Он поднял на меня глаза. Они были насмешливо прищурены. Я думаю, Вертоградский прищурил их для того, чтобы я не увидел их выражения.
– Предусмотрительно, – сказал Вертоградский. – Но могла произойти путаница в калининском архиве.
– Могла, – согласился я, – но не произошла. В Калинине уничтожены архивы перед занятием города немцами.

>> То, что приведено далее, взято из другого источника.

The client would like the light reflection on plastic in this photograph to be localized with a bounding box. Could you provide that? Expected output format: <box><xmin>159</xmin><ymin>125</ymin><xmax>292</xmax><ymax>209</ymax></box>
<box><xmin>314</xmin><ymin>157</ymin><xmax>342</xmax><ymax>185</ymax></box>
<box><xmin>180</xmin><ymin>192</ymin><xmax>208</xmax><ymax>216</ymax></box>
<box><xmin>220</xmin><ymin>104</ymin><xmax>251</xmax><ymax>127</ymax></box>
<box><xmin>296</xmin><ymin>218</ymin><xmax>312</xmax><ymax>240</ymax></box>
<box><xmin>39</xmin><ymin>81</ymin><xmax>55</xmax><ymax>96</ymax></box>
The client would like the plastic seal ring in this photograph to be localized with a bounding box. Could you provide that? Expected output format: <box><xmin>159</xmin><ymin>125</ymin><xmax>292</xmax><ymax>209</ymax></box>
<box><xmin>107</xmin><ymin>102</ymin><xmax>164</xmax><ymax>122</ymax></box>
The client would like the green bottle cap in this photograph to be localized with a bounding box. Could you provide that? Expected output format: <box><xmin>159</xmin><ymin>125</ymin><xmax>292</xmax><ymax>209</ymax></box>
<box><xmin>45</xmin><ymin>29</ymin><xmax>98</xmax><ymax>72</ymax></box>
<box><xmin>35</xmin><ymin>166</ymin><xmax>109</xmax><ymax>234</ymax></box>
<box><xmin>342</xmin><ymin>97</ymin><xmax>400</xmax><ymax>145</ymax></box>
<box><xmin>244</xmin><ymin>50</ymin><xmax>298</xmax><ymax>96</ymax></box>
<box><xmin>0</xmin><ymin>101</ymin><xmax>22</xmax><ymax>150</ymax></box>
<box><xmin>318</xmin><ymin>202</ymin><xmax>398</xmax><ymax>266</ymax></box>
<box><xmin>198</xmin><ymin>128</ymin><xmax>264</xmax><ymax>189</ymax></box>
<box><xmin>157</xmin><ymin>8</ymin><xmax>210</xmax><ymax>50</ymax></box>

Вертоградский рассмеялся раскатисто и громко. Немного слишком громко, немного слишком раскатисто…
Мы ждали все, когда он кончит смеяться, и я видел ужас в глазах и Кострова и Вали. Не мог так смеяться человек, уверенный, что никакое разоблачение для него не опасно.
Он наконец замолчал и отхлебнул чаю.
– Тогда пошлите радиограмму в родильный дом, –
сказал он. – Может быть, я и не родился.
Я оперся на стол и приблизил лицо к его лицу.
– Этого не нужно, – сказал я. – В какой вы, говорите, школе учились?
Он посмотрел на меня и спросил:
– А что?
– Помните, вы ночью рассказывали мне, что в тринадцатой? Это несчастливое для вас число: в Калинине всего десять средних школ.
Опять наступила пауза. Я смотрел на него внимательно.
Он растерялся. Моя уверенность подействовала на него. Он попался даже легче, чем я ожидал. Он несколько раз пошевелил губами, прежде чем начать говорить.